One of the few stumbling blocks in Sea Salt & Paper is the iconography, in part because of how the duo sets are drawn. This caused some interesting problems during my family games. The icons looked fine to me, as I needed two crab duo cards to form a set, but the outline of a crab on one half of the icon made some players think that they needed a full crab on the matching half. This is hard to describe in writing, so I can see why this is a struggle. I just wish that this icon was drawn differently.
The other issue in my four plays (all with exactly three players) is the time commitment. Sea Salt & Paper’s lighter ruleset and turn structure should lead to a game that lasts 15-20 minutes, especially with two or three players. In my experience, games run 30-40 minutes quite easily, especially considering how long some rounds will go as players try to get more points. The rules try to combat this with a “special case” warning: if the draw deck ever empties on a player’s turn, the entire round is canceled, with no scoring taking place.

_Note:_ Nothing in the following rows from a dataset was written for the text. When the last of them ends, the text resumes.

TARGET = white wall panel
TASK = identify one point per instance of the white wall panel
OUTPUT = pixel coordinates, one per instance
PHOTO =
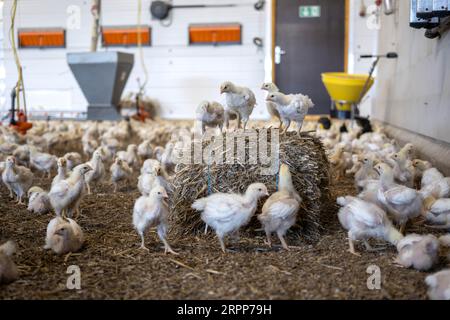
(180, 76)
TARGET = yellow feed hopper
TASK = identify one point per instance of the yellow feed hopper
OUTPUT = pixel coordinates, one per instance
(345, 89)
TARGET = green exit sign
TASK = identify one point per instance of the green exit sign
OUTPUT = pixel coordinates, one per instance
(309, 11)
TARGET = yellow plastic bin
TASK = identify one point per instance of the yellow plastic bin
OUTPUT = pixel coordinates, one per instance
(345, 89)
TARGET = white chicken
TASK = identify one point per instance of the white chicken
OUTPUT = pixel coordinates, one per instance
(437, 212)
(420, 252)
(66, 195)
(120, 171)
(226, 213)
(279, 212)
(8, 269)
(364, 220)
(63, 236)
(38, 201)
(73, 159)
(292, 107)
(210, 114)
(428, 173)
(62, 172)
(98, 170)
(130, 156)
(366, 172)
(151, 211)
(401, 202)
(17, 179)
(240, 101)
(439, 285)
(271, 106)
(43, 162)
(145, 150)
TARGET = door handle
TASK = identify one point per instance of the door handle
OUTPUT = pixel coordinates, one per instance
(278, 53)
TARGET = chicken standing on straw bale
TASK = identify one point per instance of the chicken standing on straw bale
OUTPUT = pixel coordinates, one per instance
(8, 269)
(151, 211)
(279, 212)
(292, 107)
(17, 179)
(364, 220)
(271, 106)
(38, 201)
(63, 236)
(402, 203)
(240, 101)
(66, 195)
(210, 114)
(226, 213)
(420, 252)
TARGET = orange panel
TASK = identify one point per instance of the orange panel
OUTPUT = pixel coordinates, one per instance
(42, 38)
(215, 34)
(125, 36)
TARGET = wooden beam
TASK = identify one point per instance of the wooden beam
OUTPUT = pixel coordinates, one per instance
(347, 34)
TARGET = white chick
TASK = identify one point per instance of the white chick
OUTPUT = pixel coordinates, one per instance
(226, 213)
(120, 171)
(402, 203)
(420, 252)
(73, 159)
(151, 177)
(22, 155)
(240, 101)
(8, 269)
(403, 171)
(63, 172)
(42, 161)
(365, 173)
(38, 201)
(151, 211)
(439, 285)
(427, 172)
(98, 170)
(66, 195)
(145, 150)
(279, 212)
(364, 220)
(437, 211)
(17, 179)
(130, 156)
(158, 152)
(210, 114)
(292, 107)
(63, 236)
(271, 106)
(438, 189)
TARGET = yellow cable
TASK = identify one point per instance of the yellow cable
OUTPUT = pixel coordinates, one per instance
(19, 85)
(141, 51)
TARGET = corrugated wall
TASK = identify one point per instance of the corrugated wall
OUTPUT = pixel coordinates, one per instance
(180, 75)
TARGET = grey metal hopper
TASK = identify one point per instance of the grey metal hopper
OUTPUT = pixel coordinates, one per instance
(102, 76)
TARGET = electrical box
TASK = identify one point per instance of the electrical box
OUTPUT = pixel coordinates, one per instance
(417, 22)
(42, 38)
(425, 9)
(441, 8)
(125, 36)
(215, 34)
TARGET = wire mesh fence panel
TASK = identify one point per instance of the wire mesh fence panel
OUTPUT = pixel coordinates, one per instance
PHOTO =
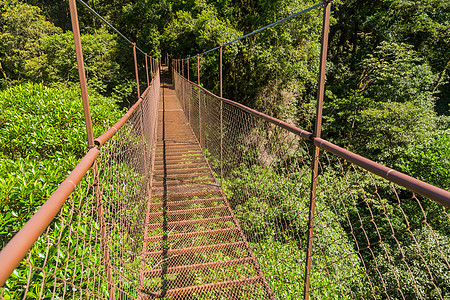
(372, 238)
(394, 241)
(91, 248)
(126, 167)
(66, 261)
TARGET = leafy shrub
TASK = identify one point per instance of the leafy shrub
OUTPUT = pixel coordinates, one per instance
(43, 137)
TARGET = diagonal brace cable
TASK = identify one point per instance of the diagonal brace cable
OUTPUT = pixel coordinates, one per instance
(258, 30)
(109, 24)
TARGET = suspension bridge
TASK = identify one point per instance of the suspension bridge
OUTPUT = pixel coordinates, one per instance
(194, 196)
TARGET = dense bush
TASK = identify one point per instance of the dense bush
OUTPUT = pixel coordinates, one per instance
(43, 137)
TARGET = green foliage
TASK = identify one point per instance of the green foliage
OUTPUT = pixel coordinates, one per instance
(58, 61)
(429, 161)
(23, 29)
(273, 216)
(43, 137)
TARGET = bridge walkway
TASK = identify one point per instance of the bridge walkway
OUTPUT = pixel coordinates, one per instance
(193, 246)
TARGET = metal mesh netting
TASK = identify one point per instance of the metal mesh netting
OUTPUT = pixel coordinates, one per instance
(372, 238)
(92, 248)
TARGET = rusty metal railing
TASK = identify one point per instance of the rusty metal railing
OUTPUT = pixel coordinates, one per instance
(365, 213)
(360, 229)
(62, 241)
(84, 241)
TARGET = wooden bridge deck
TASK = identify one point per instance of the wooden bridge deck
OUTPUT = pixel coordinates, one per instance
(193, 247)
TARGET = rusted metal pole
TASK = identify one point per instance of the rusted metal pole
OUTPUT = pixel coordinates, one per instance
(188, 68)
(146, 69)
(81, 71)
(136, 69)
(316, 134)
(221, 118)
(151, 66)
(87, 115)
(189, 100)
(199, 106)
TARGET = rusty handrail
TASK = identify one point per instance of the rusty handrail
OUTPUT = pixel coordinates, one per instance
(435, 193)
(16, 249)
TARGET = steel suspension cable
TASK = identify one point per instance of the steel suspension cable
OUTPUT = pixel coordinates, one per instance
(259, 30)
(109, 24)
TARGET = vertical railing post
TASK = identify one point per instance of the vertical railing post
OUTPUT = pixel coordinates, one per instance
(146, 69)
(221, 117)
(136, 69)
(90, 137)
(317, 133)
(199, 106)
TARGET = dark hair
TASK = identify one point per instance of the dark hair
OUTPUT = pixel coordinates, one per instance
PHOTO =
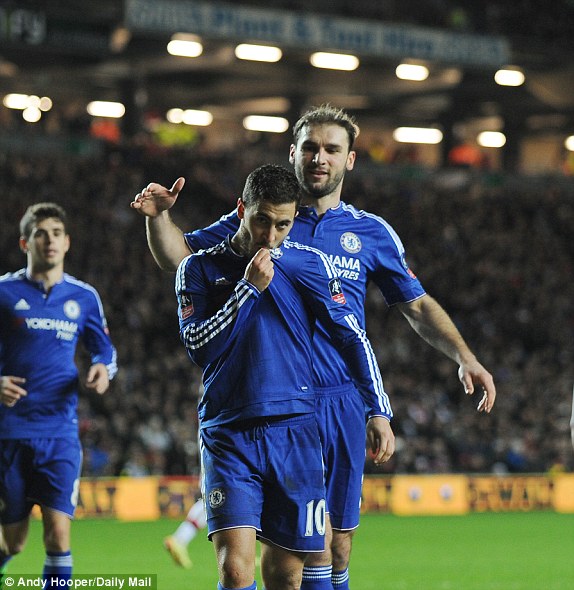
(39, 212)
(327, 113)
(271, 183)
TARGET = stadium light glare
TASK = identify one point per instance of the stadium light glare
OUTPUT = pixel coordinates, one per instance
(184, 45)
(417, 135)
(199, 118)
(24, 101)
(415, 73)
(509, 77)
(102, 108)
(334, 61)
(491, 139)
(263, 123)
(15, 101)
(45, 104)
(32, 114)
(174, 116)
(264, 53)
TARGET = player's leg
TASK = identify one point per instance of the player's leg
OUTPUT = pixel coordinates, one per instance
(281, 569)
(12, 540)
(318, 566)
(58, 562)
(293, 520)
(235, 551)
(341, 552)
(15, 515)
(231, 486)
(177, 543)
(341, 419)
(55, 487)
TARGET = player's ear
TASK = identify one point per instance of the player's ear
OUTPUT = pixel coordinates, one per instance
(351, 160)
(240, 208)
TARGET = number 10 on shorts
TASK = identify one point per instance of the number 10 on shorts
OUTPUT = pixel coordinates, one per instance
(315, 518)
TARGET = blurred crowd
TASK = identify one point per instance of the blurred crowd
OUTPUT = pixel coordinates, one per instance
(497, 257)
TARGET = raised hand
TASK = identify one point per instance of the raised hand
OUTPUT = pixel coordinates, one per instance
(156, 198)
(260, 270)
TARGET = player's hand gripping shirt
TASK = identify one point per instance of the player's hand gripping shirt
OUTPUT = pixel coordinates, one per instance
(255, 348)
(363, 247)
(39, 333)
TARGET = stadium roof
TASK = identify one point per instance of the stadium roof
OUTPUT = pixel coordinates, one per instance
(76, 52)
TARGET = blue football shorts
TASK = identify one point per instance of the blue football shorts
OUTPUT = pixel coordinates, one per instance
(44, 471)
(266, 474)
(340, 414)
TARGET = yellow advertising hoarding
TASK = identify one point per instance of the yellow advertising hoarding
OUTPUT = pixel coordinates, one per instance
(149, 498)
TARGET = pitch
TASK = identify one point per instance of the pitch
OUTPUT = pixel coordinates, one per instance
(504, 551)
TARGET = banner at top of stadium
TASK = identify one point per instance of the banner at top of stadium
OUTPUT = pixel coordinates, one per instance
(306, 30)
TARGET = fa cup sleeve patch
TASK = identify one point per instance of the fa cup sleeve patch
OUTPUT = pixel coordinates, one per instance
(186, 306)
(336, 291)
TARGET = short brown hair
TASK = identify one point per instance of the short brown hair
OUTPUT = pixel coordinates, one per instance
(39, 212)
(327, 113)
(272, 183)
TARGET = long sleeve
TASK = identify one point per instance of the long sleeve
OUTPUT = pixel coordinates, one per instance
(321, 288)
(96, 337)
(206, 333)
(214, 233)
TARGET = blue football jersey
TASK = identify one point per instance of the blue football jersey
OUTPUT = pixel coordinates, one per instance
(256, 348)
(39, 333)
(363, 247)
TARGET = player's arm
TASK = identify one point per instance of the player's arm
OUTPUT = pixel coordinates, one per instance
(11, 389)
(168, 244)
(96, 339)
(321, 288)
(431, 322)
(207, 336)
(165, 239)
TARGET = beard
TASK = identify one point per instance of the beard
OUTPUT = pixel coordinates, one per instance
(316, 190)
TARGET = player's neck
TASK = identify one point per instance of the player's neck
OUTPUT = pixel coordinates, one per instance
(48, 277)
(323, 204)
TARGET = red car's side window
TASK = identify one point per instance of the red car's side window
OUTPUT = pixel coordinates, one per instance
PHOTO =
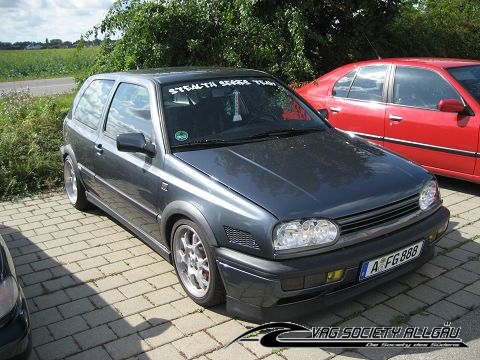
(422, 88)
(365, 84)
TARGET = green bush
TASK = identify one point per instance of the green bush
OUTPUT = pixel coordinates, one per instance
(30, 137)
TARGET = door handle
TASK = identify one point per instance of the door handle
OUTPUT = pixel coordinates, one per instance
(395, 118)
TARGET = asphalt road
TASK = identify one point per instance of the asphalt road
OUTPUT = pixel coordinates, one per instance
(40, 87)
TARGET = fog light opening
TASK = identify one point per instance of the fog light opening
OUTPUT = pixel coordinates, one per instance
(335, 275)
(293, 284)
(432, 236)
(443, 228)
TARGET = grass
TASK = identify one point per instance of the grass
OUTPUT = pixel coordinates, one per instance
(46, 63)
(30, 138)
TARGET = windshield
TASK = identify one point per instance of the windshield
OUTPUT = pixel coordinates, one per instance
(220, 112)
(469, 78)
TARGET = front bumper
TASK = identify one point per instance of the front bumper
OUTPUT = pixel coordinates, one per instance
(15, 331)
(254, 285)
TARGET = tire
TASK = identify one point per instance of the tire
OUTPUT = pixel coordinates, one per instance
(73, 187)
(195, 265)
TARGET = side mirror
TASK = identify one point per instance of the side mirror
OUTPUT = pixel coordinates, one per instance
(135, 142)
(323, 113)
(451, 105)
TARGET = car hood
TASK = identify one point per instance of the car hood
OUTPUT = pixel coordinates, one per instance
(327, 174)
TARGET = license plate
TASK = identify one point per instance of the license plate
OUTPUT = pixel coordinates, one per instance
(390, 261)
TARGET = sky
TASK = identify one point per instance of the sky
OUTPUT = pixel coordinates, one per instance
(38, 20)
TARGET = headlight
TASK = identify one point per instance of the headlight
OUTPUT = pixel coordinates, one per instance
(429, 195)
(8, 295)
(301, 233)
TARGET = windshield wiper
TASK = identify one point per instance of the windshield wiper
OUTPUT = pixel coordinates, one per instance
(204, 143)
(285, 132)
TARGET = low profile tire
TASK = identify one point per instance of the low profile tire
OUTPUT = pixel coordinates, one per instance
(195, 264)
(73, 187)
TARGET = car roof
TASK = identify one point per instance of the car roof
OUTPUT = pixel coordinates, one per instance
(180, 74)
(429, 61)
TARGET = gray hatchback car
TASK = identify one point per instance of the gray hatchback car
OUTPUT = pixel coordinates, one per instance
(251, 195)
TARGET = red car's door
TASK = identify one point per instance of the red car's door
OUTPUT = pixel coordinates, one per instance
(357, 102)
(415, 128)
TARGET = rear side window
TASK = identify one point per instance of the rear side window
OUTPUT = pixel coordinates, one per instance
(129, 112)
(90, 107)
(421, 88)
(364, 84)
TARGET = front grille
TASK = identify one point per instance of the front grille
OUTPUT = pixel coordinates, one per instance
(372, 218)
(240, 237)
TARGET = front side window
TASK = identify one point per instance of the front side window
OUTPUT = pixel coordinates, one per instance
(342, 86)
(469, 78)
(222, 111)
(368, 84)
(422, 88)
(129, 112)
(90, 107)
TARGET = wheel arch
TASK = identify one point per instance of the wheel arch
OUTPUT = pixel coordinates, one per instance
(179, 209)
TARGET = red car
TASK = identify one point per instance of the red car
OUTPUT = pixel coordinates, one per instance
(427, 109)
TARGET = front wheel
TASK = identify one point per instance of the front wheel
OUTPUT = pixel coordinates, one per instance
(73, 187)
(195, 264)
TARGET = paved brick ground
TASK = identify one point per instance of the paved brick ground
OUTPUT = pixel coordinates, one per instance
(97, 292)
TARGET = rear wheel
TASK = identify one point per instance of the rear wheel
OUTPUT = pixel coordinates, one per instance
(195, 264)
(73, 187)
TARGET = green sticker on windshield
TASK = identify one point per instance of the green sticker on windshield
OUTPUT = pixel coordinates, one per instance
(181, 135)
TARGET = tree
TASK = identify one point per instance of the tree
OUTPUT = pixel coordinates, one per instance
(203, 32)
(449, 28)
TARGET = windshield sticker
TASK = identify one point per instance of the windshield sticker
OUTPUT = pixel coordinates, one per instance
(181, 135)
(221, 83)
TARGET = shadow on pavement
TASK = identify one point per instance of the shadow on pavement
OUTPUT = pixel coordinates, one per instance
(73, 317)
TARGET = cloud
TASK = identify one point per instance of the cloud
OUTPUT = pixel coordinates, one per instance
(36, 20)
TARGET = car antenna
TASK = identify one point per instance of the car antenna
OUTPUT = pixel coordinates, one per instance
(375, 50)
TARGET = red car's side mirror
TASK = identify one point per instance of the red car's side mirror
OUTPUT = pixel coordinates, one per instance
(451, 105)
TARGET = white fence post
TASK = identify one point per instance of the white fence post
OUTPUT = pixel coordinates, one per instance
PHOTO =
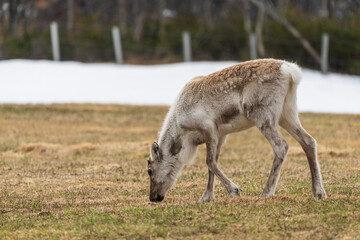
(55, 43)
(324, 52)
(117, 44)
(186, 46)
(253, 50)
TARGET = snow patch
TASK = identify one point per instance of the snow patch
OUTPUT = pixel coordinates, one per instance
(45, 82)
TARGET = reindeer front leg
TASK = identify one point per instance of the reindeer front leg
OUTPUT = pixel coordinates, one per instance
(212, 142)
(209, 194)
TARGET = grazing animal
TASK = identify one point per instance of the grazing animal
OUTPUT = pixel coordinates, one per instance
(259, 93)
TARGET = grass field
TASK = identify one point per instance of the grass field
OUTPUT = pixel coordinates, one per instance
(79, 172)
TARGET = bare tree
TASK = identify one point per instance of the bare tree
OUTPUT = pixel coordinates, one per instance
(271, 11)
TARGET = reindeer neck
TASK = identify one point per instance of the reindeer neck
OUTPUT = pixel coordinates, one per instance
(169, 132)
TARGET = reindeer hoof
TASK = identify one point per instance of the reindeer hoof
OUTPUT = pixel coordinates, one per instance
(234, 191)
(207, 197)
(320, 193)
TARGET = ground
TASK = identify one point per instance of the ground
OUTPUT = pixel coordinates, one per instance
(79, 171)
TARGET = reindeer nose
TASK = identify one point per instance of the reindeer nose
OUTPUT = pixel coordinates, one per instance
(156, 198)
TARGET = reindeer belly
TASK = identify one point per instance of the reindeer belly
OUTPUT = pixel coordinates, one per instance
(237, 124)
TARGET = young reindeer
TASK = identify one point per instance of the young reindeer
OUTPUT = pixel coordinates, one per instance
(259, 93)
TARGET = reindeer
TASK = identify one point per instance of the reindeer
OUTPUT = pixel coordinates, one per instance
(259, 93)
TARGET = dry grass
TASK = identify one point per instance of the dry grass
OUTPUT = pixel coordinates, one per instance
(79, 171)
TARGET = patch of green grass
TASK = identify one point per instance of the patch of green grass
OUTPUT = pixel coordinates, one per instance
(79, 171)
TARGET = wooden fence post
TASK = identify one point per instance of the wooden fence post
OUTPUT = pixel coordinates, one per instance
(253, 50)
(186, 46)
(325, 52)
(117, 45)
(55, 43)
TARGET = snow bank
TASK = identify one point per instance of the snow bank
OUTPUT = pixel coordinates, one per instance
(24, 81)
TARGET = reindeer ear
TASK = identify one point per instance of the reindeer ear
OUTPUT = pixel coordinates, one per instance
(155, 152)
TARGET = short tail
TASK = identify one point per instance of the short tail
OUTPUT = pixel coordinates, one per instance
(291, 70)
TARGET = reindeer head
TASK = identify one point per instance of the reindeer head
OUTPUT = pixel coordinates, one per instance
(163, 169)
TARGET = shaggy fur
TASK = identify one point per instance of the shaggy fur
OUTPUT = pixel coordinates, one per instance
(259, 93)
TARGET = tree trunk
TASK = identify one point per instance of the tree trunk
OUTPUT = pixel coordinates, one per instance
(271, 11)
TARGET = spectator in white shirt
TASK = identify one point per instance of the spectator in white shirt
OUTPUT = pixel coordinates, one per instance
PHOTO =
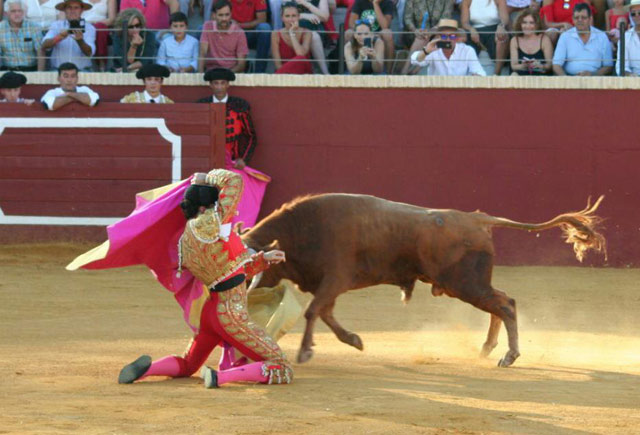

But that won’t stop rounds from taking a little too long. In a two-player game, the scoring threshold is 40 points. That could take three rounds, it could take six rounds, it might take more. Early-round turns are quick, because you’re not sure which sets you should be focused on. Later, you’ll spend a little time staring at each discard pile to get a feel for which sets you should pursue and which ones you want to ensure your opponents can’t pursue. (Hate drafting is real.)
A couple of other issues will surface in a two-player game. One of those is more pronounced at lower player counts: the runaway leader problem. If you win a couple of last chance rounds early on, you might be ahead 20-4. Depending on the card draw, the player with the lead is very likely going to yell “stop” whenever they get to seven points to ensure they keep all seven of those points. The player behind will have to go “last chance” every round to catch up, no matter how well the cards are shaking out.
The other one is minor, but still an issue: the swimmer/shark duo cards allow you to steal one card from another player. However, when a player declares “last chance”, that person can no longer be robbed. In a two-player game, this becomes a nice protection tactic, but also hurts the other player because there is no one else at the table to rob. (In a four-player game, you can still rob any other player who didn’t call the “last chance.”)
The best thing about Sea Salt & Paper are the beautiful cards—that, plus a price in the $10 range and a box that can be stuffed in a jacket pocket, make this a fine holiday gift for a gamer. I wish the icons made for a more accessible teach for someone new to card games more complex than Old Maid, but for gamers looking for a long filler, you’ll be in good shape with Sea Salt & Paper. And, great news: this one is available on Board Game Arena, so you can always try before you buy.